Dear Community!
We have a task where we have to replace a Cluster formed by 15600 gateways with 16200 gateways. One week ago, we already tried to replace the gateways in a maintenance window, but we had to roll back due to the following issue:
During the replacement, we followed this guide: https://community.checkpoint.com/t5/Security-Gateways/Replace-Upgrade-Cluster/m-p/69216
So we preconfigure the gateways with the old gw's configuration. The only change was in the interface names:
Old GW --> New GW
eth2-01 --> eth1-01
eth2-08 --> eth1-08 (it is forming a bond with the Sync interface)
eth3-01 --> eth2-01 (it is forming a bond with eth2-02)
eth3-02 --> eth2-02 (it is forming a bond with eth2-01)

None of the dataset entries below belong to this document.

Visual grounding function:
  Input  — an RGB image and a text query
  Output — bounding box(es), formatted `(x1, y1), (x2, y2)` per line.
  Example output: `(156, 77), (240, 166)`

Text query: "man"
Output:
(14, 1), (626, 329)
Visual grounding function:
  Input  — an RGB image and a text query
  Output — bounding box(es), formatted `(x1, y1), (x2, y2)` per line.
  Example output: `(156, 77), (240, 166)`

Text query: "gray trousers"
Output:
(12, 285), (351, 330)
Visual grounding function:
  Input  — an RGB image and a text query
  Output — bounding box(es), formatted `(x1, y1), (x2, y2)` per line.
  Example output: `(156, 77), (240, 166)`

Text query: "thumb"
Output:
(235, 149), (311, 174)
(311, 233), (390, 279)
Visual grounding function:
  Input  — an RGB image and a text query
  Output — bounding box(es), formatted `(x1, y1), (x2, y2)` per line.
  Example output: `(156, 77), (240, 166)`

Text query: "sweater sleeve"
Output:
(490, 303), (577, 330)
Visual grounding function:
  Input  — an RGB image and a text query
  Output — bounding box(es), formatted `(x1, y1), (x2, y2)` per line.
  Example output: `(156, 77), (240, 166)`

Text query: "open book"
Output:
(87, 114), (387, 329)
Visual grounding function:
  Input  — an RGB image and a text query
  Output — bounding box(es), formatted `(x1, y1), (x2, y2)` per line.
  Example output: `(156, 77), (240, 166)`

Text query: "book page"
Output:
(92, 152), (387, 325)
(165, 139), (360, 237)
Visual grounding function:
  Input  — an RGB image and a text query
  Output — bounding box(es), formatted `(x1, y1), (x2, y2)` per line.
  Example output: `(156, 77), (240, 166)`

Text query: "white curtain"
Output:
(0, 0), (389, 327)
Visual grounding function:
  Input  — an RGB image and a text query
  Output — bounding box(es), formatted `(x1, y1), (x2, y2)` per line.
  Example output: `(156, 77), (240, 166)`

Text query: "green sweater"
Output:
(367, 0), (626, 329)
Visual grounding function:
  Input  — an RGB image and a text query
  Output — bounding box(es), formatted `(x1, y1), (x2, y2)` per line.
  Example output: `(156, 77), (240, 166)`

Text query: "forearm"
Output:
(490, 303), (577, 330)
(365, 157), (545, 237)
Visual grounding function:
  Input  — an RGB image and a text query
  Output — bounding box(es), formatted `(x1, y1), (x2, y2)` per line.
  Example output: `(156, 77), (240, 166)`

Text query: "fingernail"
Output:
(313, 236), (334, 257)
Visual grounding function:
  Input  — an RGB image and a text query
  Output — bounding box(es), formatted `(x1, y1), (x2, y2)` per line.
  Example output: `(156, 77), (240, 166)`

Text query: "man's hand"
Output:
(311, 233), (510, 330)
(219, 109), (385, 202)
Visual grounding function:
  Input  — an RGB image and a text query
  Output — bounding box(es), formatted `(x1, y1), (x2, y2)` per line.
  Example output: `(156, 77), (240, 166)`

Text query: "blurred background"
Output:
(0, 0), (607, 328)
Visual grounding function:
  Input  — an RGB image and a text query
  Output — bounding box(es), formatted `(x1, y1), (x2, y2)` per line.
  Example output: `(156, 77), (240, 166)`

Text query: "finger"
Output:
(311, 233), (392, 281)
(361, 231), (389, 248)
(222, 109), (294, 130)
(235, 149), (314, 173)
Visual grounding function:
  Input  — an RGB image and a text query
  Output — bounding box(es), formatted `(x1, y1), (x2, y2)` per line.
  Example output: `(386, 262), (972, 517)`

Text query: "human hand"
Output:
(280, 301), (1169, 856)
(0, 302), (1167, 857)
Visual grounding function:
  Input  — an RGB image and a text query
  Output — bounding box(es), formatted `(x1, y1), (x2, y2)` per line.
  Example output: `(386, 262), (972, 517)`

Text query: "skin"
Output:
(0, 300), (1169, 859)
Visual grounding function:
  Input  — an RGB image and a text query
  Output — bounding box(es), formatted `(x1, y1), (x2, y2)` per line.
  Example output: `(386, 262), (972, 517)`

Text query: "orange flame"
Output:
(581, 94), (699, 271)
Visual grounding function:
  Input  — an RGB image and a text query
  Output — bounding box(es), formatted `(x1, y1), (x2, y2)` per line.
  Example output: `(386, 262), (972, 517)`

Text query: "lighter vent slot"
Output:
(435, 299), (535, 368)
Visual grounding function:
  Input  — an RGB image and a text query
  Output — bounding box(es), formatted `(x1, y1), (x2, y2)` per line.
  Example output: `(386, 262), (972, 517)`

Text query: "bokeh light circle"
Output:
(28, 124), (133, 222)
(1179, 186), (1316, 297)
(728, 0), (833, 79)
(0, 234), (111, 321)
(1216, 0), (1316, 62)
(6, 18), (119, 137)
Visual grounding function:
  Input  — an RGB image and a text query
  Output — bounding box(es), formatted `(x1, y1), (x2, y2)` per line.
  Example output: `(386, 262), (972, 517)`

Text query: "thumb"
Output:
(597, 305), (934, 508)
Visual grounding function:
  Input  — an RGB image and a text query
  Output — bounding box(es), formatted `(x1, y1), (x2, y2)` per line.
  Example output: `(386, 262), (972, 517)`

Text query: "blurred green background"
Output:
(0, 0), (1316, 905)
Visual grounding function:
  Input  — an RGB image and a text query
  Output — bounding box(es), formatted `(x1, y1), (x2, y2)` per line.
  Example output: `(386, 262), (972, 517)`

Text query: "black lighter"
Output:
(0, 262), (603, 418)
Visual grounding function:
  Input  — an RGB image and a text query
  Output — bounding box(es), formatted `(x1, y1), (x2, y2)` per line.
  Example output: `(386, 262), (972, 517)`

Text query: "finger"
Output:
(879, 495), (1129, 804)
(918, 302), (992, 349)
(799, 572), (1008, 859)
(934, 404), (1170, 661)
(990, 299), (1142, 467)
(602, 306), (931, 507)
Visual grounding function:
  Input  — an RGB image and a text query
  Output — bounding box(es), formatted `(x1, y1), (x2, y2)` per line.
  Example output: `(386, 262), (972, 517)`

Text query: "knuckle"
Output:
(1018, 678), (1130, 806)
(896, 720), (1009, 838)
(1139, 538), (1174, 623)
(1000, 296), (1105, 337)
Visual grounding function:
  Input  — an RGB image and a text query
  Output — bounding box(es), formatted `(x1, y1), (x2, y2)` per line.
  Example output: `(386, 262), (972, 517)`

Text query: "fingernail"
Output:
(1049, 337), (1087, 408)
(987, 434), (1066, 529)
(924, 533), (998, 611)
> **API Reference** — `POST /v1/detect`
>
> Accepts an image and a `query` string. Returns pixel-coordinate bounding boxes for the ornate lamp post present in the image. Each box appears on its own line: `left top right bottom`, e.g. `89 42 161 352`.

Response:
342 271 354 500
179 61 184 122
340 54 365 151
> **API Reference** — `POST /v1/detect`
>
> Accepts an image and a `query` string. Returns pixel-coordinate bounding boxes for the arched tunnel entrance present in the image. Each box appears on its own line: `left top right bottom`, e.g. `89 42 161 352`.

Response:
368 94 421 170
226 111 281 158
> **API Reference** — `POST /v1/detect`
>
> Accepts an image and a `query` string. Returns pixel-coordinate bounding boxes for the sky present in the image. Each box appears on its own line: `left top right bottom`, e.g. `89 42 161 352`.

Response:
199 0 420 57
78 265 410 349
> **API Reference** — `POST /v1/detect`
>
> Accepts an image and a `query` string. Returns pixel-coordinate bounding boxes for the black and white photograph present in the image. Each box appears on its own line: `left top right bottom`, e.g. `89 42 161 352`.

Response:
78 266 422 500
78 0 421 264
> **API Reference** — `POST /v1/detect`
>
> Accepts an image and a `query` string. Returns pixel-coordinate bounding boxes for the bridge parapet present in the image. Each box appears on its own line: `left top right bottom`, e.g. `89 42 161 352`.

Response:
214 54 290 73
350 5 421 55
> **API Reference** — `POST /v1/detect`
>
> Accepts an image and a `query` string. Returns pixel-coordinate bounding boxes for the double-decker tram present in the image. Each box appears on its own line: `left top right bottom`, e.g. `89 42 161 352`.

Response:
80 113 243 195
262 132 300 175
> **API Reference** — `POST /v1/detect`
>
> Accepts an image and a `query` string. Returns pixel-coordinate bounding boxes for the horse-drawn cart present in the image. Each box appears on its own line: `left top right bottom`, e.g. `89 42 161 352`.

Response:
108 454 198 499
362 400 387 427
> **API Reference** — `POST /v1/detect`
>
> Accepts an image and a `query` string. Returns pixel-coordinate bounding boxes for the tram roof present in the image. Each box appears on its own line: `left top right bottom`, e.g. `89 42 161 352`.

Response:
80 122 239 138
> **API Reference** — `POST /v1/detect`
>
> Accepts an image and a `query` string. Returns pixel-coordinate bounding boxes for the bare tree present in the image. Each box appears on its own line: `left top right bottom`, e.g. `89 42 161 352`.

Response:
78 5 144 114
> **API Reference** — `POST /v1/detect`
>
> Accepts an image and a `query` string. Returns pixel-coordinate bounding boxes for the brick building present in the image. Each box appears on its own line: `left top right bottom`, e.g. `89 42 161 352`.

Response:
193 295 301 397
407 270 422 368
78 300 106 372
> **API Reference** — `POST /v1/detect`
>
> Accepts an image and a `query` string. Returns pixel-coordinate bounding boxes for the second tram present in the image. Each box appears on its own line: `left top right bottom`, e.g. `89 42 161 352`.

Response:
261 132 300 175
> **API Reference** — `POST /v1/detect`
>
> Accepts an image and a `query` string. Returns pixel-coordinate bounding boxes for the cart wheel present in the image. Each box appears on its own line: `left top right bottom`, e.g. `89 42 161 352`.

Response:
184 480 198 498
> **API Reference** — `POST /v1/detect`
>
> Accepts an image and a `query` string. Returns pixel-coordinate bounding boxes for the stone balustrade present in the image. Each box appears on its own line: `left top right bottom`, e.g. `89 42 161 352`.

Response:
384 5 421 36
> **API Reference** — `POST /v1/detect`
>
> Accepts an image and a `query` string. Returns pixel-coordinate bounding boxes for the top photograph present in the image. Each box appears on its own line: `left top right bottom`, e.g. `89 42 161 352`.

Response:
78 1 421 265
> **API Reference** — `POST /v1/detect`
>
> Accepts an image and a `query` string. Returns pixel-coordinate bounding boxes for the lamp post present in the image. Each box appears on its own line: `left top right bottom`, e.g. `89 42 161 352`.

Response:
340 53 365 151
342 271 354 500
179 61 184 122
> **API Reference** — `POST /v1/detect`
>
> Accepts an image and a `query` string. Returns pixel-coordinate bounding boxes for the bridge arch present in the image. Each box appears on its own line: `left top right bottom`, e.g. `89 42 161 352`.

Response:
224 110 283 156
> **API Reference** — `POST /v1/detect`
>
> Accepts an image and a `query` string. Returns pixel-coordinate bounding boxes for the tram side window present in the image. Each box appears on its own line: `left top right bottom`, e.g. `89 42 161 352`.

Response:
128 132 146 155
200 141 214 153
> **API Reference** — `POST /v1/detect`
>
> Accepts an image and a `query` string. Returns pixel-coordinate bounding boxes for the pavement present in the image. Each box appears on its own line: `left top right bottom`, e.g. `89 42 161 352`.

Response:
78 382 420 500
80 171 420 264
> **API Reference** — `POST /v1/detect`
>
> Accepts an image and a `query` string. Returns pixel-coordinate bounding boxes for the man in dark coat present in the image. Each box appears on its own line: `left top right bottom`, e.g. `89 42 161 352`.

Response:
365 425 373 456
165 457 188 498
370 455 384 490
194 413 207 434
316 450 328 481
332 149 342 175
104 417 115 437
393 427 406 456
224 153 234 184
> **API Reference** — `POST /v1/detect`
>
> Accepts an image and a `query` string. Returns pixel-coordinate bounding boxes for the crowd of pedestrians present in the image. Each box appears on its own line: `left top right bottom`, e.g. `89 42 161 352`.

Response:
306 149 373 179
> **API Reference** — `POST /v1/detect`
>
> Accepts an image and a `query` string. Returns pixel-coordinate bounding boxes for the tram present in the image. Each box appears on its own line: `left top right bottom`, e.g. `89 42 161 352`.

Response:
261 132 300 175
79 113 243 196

Mgmt --> Mgmt (remained the same)
Sync --> Sync (remained the same, forming a bond with eth1-08)
LOM --> LOM
We disconnected all ports of the secondary site's old gw, and connected the secondary site's new gw. We reset the SIC, and changed the cluster member topology from (old) eth2-01 to eth1-01, the rest of the interfaces are in bond / VLANs so we can't change the actual interface behind it in SmartConsole. We also changed the Device Platform from 15000 to 16000 appliances. Until this step, everything worked fine, we could ping from the new GW to the Mgmt server or to the primary site's GW's Mgmt address. As the next step, we installed the access control policy, but it timed out for the new GW after like 10 minutes. By checking "cpstat fw" or "fw stat" in the new GW's CLI we saw, that the policy has successfully installed. So after the policy install, every connection stopped working on the new GW. We could not ping from the new GW to the Mgmt Server or the Primary site's GW even though it worked before the policy install. In addition, SIC connection changed to an "unknown" state (it was still trust established, but the connection did not work).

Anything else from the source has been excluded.